On the other hand, the Trade Union’s concern is for the grievor who is a long service employee with a relatively clean record. Its obvious objective is to protect his job security in the event that some subsequent menial or trivial act of misconduct could precipitate his discharge.
In short, what should be done to balance the competing and legitimate concerns of both parties?
It seems apparent that the Employer’s first duty is to operate its railway enterprise in an efficient, secure and safe manner so that the public that is served may have confidence in the service that is provided. The Company must therefore ensure compliance with the statutory rules and regulations that uphold the safety and security of the service.

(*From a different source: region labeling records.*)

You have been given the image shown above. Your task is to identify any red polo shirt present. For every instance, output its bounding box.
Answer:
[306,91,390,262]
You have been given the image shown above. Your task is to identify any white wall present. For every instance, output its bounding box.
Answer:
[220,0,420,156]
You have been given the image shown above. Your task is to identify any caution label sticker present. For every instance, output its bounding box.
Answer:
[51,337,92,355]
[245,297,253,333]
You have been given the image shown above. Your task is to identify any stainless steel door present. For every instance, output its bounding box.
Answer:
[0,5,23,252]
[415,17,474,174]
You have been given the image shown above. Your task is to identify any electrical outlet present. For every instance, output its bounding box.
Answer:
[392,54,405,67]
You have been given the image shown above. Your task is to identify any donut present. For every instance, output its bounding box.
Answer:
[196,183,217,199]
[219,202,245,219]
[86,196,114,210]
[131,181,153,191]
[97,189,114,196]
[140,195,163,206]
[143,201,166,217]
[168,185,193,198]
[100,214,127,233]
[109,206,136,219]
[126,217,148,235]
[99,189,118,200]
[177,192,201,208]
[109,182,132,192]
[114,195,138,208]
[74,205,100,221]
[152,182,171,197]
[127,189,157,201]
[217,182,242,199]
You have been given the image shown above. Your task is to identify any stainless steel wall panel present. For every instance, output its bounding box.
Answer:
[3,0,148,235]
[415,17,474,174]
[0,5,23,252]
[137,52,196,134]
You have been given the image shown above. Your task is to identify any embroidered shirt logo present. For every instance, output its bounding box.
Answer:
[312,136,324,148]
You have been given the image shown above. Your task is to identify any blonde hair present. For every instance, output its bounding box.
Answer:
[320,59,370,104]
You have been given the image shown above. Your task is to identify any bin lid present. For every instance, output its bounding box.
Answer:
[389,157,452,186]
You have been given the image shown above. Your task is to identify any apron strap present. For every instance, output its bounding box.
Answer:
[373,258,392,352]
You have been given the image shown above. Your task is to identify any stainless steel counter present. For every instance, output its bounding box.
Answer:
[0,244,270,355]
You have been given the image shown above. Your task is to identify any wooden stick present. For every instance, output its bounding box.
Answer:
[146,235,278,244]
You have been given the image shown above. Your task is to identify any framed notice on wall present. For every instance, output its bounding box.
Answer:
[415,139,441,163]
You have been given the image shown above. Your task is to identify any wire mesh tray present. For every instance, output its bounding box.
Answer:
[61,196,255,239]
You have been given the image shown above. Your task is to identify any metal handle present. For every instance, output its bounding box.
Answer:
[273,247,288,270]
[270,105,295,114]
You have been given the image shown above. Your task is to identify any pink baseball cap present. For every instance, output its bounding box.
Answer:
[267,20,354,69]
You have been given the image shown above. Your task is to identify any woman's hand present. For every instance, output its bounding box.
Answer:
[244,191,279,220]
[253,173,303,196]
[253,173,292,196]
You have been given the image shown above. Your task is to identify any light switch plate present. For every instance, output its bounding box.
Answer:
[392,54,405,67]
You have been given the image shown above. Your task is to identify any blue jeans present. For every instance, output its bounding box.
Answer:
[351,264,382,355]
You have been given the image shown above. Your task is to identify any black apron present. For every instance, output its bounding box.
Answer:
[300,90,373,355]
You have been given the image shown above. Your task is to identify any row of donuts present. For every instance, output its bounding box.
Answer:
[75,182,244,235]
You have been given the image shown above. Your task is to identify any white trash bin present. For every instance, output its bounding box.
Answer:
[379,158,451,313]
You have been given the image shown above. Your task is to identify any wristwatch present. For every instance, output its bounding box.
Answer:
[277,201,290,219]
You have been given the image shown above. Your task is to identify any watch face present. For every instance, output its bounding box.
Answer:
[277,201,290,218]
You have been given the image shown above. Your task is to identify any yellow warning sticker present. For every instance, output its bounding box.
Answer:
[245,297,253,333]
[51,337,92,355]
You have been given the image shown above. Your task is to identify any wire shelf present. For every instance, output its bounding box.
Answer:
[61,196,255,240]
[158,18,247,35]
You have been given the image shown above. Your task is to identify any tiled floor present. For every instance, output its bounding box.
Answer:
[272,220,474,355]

And, as an integral part of discharging that responsibility the Employer must impress upon its employees, particularly when an infraction of those rules occur, that such inadvertence cannot be tolerated. Accordingly, a severe disciplinary penalty, in the absence of a reasonable excuse for the infraction constitutes an obvious and reasonable response And such responses to a first offence may be expressed by recourse to suspension, temporary demotion or, as in this case, the imposition of demerit marks. In my view so long as the Employer’s response is commensurate with the seriousness of the situation, an Arbitrator should be reluctant to interfere.
And this brings me to the Trade Union’s principal concern. The Employer’s duty in any subsequent act of misconduct by the same employee still remains the same. In the imposition of any penalty the often repeated considerations of the seriousness of the infraction, the length of service, the past record of the employee concerned must be weighed. And, of course, the employee’s insurance policy against an abuse by the Employer of its disciplinary powers are the powers of review that may be exercised during the arbitration process. In other words, any decision to discharge an employee must be preceded by a serious consideration of all the relevant factors. And, if the Employer is shown to be remiss in discharging that responsibility such shortcomings will obviously be corrected.
In the circumstances of this case, I cannot find, on the admitted evidence, that the Company has reacted unjustly or unreasonably to the grievor’s serious breach of the UCOR Rules. His grievance is therefore dismissed.